Epilogue/Bio

I probably started working on this project as a child. I’ve always been fascinated by technology and how it works, and spent many hours taking broken things apart, trying to understand how they work, fixing them, and then putting them back together. From a very early age it was also clear to me that politics and government were broken, the Vietnam War and the Cold War being two major influences on me, since both reached their peaks when I was in elementary school.

But these problems always seemed intractable to me and so I never made any effort to do anything about any of them. I suppose I was keeping a mental inventory of “bugs” and design flaws in the system, however, as this is just an occupational hazard of being a software engineer (which is the career I eventually settled on, near the end of my undergraduate education). And my list was probably more specific than most people’s because so many of my family members were psychologists and much of my undergraduate training was in psychology which provided me an appreciation for the great many flaws in human cognition (although my undergraduate degree ended up being in Math/CIS, I eventually went back to school and graduated with a PhD in Cognitive (Experimental) Psychology, University of Colorado at Boulder).

If anyone had told me 30 years ago that my eventual career goal would end up being political philosopher or even revolutionary activist, I would have told them they were crazy. And I would have been in a position to be pretty sure about that because my undergraduate degree was from the University of California at Santa Cruz: I had a lot of contact with people who were so inclined and knew that I was about as different from most of them as I could possibly be.

But then many years later I happened to buy a condo in a complex that, unbeknownst to me at the time, was in deep financial and organizational trouble. Since figuring how things were broken and doing what I can to fix them is just in my nature, I set out on that path again. What I discovered was pretty horrifying: Not only had the complex been mismanaged for its entire 40 year existence and had millions of dollars in accumulated deferred maintenance, but the Board was stuffed with people who were not only incompetent, but seemed to take an almost perverse pride in the fact that they were the ultimate authorities: Right or wrong, their opinions and decisions were the ones that mattered. They also apparently had no qualms about committing irrational or even unethical acts including the willful hiding and misrepresentation of information to protect their authority, which is how my pre-purchase due diligence failed to discover these problems.

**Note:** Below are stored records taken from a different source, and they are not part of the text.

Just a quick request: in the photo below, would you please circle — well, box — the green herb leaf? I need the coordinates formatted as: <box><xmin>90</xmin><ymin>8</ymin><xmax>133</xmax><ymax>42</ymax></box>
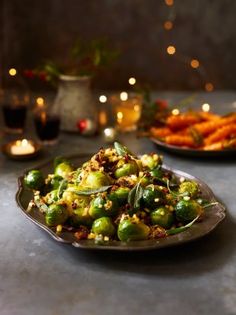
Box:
<box><xmin>128</xmin><ymin>182</ymin><xmax>144</xmax><ymax>210</ymax></box>
<box><xmin>57</xmin><ymin>179</ymin><xmax>68</xmax><ymax>199</ymax></box>
<box><xmin>71</xmin><ymin>185</ymin><xmax>112</xmax><ymax>196</ymax></box>
<box><xmin>189</xmin><ymin>127</ymin><xmax>203</xmax><ymax>146</ymax></box>
<box><xmin>114</xmin><ymin>142</ymin><xmax>133</xmax><ymax>157</ymax></box>
<box><xmin>166</xmin><ymin>215</ymin><xmax>200</xmax><ymax>235</ymax></box>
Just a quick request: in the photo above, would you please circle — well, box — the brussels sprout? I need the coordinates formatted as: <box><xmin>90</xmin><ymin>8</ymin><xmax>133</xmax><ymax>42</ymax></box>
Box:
<box><xmin>179</xmin><ymin>181</ymin><xmax>199</xmax><ymax>198</ymax></box>
<box><xmin>92</xmin><ymin>217</ymin><xmax>115</xmax><ymax>237</ymax></box>
<box><xmin>84</xmin><ymin>171</ymin><xmax>111</xmax><ymax>189</ymax></box>
<box><xmin>24</xmin><ymin>170</ymin><xmax>44</xmax><ymax>190</ymax></box>
<box><xmin>54</xmin><ymin>162</ymin><xmax>74</xmax><ymax>178</ymax></box>
<box><xmin>175</xmin><ymin>200</ymin><xmax>203</xmax><ymax>223</ymax></box>
<box><xmin>150</xmin><ymin>207</ymin><xmax>174</xmax><ymax>229</ymax></box>
<box><xmin>150</xmin><ymin>167</ymin><xmax>163</xmax><ymax>178</ymax></box>
<box><xmin>89</xmin><ymin>194</ymin><xmax>119</xmax><ymax>219</ymax></box>
<box><xmin>114</xmin><ymin>160</ymin><xmax>139</xmax><ymax>178</ymax></box>
<box><xmin>50</xmin><ymin>175</ymin><xmax>63</xmax><ymax>190</ymax></box>
<box><xmin>70</xmin><ymin>207</ymin><xmax>93</xmax><ymax>227</ymax></box>
<box><xmin>111</xmin><ymin>187</ymin><xmax>130</xmax><ymax>205</ymax></box>
<box><xmin>45</xmin><ymin>204</ymin><xmax>68</xmax><ymax>226</ymax></box>
<box><xmin>141</xmin><ymin>154</ymin><xmax>161</xmax><ymax>170</ymax></box>
<box><xmin>54</xmin><ymin>156</ymin><xmax>71</xmax><ymax>169</ymax></box>
<box><xmin>118</xmin><ymin>219</ymin><xmax>150</xmax><ymax>241</ymax></box>
<box><xmin>142</xmin><ymin>186</ymin><xmax>164</xmax><ymax>209</ymax></box>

And no sooner had I managed to “persuade” many of these people to resign and let somebody new take a crack at it, but a whole new crop of the same sorts of people stepped up to take their place. They seemed almost pathologically resistant to accepting ideas that conflicted with their existing prejudices, and when I was eventually elected to serve on the Board on a platform of “and now for something completely different”, they took it as their first task to vote to remove me. Although during this process I eventually did stumble into a design for a system that would allow the other Owners, most of whom were as frustrated by this situation as I was, to wrest control from the Board and run the place a little more rationally, I quickly discovered that there was no technological support for actually implementing it.

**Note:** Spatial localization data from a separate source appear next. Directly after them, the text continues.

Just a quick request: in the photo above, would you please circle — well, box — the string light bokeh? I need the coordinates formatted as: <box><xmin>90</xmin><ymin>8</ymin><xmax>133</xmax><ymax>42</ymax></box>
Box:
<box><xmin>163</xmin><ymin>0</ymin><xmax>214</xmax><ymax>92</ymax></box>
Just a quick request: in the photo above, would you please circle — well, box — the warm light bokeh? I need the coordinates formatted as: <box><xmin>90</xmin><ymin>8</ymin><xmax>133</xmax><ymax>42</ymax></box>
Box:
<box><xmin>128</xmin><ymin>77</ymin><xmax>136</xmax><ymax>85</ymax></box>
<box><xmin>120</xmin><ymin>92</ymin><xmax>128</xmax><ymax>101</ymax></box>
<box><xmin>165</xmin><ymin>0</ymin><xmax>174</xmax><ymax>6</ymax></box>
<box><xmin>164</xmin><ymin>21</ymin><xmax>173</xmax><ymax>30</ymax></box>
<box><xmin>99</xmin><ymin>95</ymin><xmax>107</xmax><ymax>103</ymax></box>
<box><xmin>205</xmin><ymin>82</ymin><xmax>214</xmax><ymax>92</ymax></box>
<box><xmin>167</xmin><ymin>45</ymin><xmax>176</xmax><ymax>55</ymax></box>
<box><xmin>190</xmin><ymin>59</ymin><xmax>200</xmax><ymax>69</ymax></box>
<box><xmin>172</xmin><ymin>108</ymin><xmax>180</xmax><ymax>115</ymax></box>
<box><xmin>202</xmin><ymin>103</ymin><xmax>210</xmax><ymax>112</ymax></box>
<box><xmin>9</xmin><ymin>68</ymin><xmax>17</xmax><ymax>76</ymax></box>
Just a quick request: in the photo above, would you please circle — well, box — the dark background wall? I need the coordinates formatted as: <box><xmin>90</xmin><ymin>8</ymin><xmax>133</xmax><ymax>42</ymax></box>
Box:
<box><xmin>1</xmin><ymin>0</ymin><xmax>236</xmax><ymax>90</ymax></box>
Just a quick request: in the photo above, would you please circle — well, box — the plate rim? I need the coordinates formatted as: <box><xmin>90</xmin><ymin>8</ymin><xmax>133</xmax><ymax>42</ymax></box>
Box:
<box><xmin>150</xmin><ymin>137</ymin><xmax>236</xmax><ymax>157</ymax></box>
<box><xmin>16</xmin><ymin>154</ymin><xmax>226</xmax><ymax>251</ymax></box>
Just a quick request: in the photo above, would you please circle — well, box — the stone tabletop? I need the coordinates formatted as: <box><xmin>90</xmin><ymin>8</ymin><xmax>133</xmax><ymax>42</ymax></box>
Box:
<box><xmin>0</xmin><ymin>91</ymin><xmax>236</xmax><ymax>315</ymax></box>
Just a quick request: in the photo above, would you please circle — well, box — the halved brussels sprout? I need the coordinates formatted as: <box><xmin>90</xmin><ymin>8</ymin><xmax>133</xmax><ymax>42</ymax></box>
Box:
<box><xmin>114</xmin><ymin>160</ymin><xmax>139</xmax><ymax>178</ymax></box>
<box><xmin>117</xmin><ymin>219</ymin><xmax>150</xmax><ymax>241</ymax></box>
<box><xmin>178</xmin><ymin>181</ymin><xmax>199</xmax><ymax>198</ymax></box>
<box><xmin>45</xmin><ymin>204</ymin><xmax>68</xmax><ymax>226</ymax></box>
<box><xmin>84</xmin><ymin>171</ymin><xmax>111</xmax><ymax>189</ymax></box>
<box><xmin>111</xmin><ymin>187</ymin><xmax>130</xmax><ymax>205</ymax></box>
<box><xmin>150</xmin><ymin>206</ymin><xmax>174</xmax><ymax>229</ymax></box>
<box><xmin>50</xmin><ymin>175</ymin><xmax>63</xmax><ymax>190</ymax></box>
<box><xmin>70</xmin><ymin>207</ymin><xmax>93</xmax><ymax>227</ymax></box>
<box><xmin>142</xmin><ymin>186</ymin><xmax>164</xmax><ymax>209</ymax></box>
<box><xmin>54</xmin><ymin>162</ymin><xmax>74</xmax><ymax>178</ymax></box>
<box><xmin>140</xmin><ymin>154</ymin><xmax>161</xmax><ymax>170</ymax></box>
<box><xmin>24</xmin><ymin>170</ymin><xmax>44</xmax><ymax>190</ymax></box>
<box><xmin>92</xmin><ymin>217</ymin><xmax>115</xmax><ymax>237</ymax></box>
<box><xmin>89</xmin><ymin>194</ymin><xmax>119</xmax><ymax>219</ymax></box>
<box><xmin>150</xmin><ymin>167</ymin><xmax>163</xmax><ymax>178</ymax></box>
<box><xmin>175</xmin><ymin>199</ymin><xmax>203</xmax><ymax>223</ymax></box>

About two years after that Association went pear shaped I eventually realized that it was a lost cause and so took action to extract myself from that situation. Afterwards, having a little time to reflect, I started reading (or rereading) the important works in politics and economics in an attempt to gain some perspective on these issues. As part of that research I happened upon Bob Altemeyer’s book The Authoritarians and as I was reading it had a “Well, there’s your trouble” epiphany: The research on authoritarianism held the keys to understanding not just how our representative-based political systems led to the failure of that HOA, but to many or most of the failings of our governments in general. Within a few weeks of reading his book, I became aware that the description that I’d heard from many authors of how they came to write their books was based on fact: Somehow this document had formed inside of me and I really had no choice but to write it all down.